Since pets are living, breathing animals that have needs, children can learn responsibility and dependability when they help care for them.

“For instance, if I am out with my kids and we need to get home to take our dog out, I am modeling for children how to think about and empathize with another living creature who is dependent on us for care,” explains Antonio.

Plus, she continues, “Pets are also a beautiful source of empowerment for children who move through this world feeling quite disempowered in many spaces [because] to have a pet that they feel a sense of responsibility for is a beautiful way to help children build interpersonal skills that empower themselves and others.”

For example, when training a dog, you can’t just say “no” and expect the dog to adjust its behavior. You have to give the dog positive reinforcement for the behavior you do want to see. This teaches kids to manage expectations in a consistent, loving way.

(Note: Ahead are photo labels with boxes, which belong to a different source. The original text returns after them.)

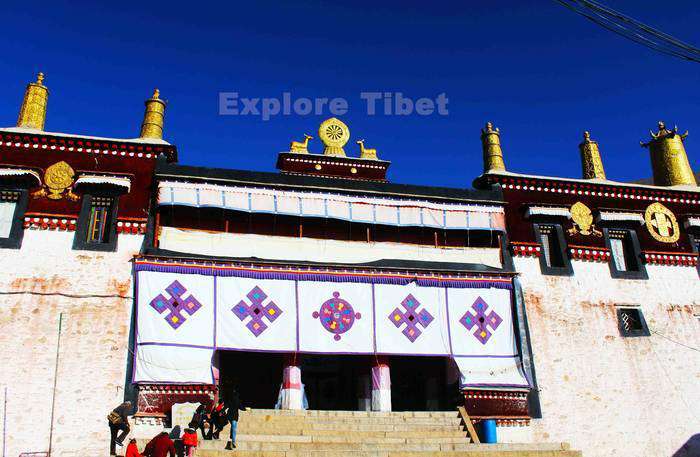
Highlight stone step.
[197,440,571,452]
[245,409,458,417]
[191,444,582,457]
[238,421,459,435]
[240,415,461,426]
[198,440,560,452]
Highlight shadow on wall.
[673,433,700,457]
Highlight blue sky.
[0,0,700,187]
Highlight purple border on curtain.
[445,287,455,358]
[135,263,513,290]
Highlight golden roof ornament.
[639,121,697,186]
[17,73,49,130]
[578,131,605,179]
[481,122,506,173]
[568,202,603,236]
[318,117,350,157]
[289,133,314,154]
[355,140,379,160]
[32,161,80,201]
[139,89,165,140]
[644,202,681,243]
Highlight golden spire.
[578,132,605,179]
[639,121,697,186]
[481,122,506,173]
[140,89,165,140]
[17,73,49,130]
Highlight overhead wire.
[555,0,700,63]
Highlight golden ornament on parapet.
[644,202,681,243]
[318,117,350,157]
[289,133,314,154]
[32,161,80,201]
[568,202,603,236]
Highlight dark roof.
[143,248,515,274]
[155,161,503,203]
[632,171,700,186]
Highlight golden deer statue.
[289,134,314,154]
[356,140,377,160]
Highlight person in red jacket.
[124,438,143,457]
[143,431,175,457]
[182,428,197,457]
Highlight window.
[86,197,112,243]
[534,224,573,275]
[0,191,19,238]
[617,308,649,337]
[0,189,27,249]
[604,228,647,279]
[73,194,118,251]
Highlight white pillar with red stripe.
[372,357,391,411]
[281,358,304,409]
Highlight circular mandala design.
[312,292,362,341]
[318,117,350,148]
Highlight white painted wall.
[508,258,700,457]
[0,230,143,457]
[158,227,501,268]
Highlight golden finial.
[17,73,49,130]
[140,89,165,140]
[355,140,379,160]
[578,131,605,179]
[289,133,314,154]
[639,121,697,186]
[481,122,506,173]
[318,117,350,157]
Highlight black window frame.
[616,306,651,338]
[0,185,29,249]
[603,226,649,279]
[73,190,120,252]
[532,219,574,276]
[688,231,700,276]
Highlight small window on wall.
[86,197,112,244]
[0,189,27,249]
[0,190,20,238]
[73,195,117,251]
[617,308,649,337]
[605,229,647,279]
[534,224,573,276]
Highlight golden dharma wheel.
[318,117,350,157]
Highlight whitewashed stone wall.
[508,258,700,457]
[0,230,143,457]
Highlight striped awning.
[158,181,505,231]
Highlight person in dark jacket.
[143,431,175,457]
[207,398,228,440]
[107,401,131,455]
[226,389,245,450]
[189,403,212,439]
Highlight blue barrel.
[481,419,498,443]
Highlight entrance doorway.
[389,356,461,411]
[301,354,372,411]
[218,351,461,411]
[218,351,284,409]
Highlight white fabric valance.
[597,211,644,224]
[133,265,528,388]
[525,206,571,219]
[0,168,41,185]
[158,181,505,231]
[75,174,131,192]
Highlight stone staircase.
[139,410,581,457]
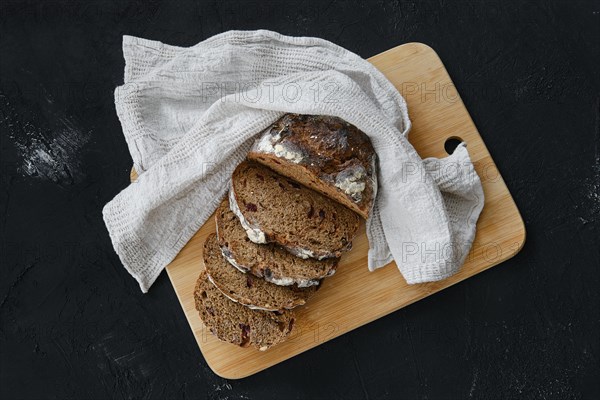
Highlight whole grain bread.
[194,271,294,350]
[215,198,338,287]
[248,114,377,219]
[203,234,318,311]
[229,161,360,259]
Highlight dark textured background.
[0,0,600,399]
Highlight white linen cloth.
[103,30,483,292]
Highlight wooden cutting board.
[132,43,525,379]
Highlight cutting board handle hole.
[444,136,464,154]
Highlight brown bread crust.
[248,114,377,219]
[230,161,360,259]
[203,234,317,311]
[194,271,294,350]
[215,198,338,287]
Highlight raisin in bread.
[229,161,360,260]
[215,199,338,287]
[248,114,377,219]
[194,271,294,350]
[203,234,318,311]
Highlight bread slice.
[229,161,360,260]
[215,199,338,287]
[194,271,294,350]
[248,114,377,219]
[203,234,318,311]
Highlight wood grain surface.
[131,43,525,379]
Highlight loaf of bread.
[248,114,377,219]
[194,271,294,350]
[203,234,318,311]
[215,198,338,287]
[229,161,360,260]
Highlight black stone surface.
[0,0,600,399]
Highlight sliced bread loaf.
[229,161,360,259]
[248,114,377,219]
[203,234,318,311]
[215,199,338,287]
[194,271,294,350]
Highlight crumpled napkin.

Learning about loss and grief

Pets often become integrated family members, so when they die, they can teach the whole family lessons about how to deal with grief.

“Pets teach us that loss is complex, change is difficult, and that everyone’s healing is unique and personal,” says Tassiello. “Children benefit from having a say in how they want to process the loss and remember their pets and having a caring adult ask about their needs as they heal.”

This helps kids learn coping skills and the importance of building and relying on their support system when they need it.

They encourage activity

Some pets, like dogs, require regular walks and outdoor time. This can encourage children to be more active and outdoorsy than they might otherwise be, which can benefit their health.

Pets can benefit kids’ physical health in other ways too. For example, one 2017 study found that babies with pets in their homes are less likely to develop allergies since they’re exposed early in life to allergens like pet dander or dirt that pets bring inside.

It’s true that some pets are more engaging to children than others. You may choose a pet based on considerations such as:

  • home space
  • budget
  • family schedule (if your family is rarely home, a low-maintenance pet may be best)
  • your child’s level of comfort with critters and waste cleanup (some pets need live food, like worms, crickets, or mice)

A dog is more likely to play with a child and encourage them to be active since they need regular walks. A cat will be slightly more independent and can teach children to take responsibility for feeding it while allowing them to learn about the cat’s boundaries around how it likes to be pet or touched.

A guinea pig is good for cuddles and eats lots of fruits and veggies, which may encourage healthy snacking in your kid.

At the end of the day, the biggest benefits to children are going to come from the pet that your child and family bond with the most.

See Healthline’s in-depth resource for the best pets for children.

Pets are definite commitments for families. They require care for years and sometimes decades at a time.

But if your family has the means and time and no one is allergic, these companion animals can be beneficial for kids during childhood. They can provide mental and physical health benefits and help foster emotional regulation, social skills, responsibilities, and other skills in kids.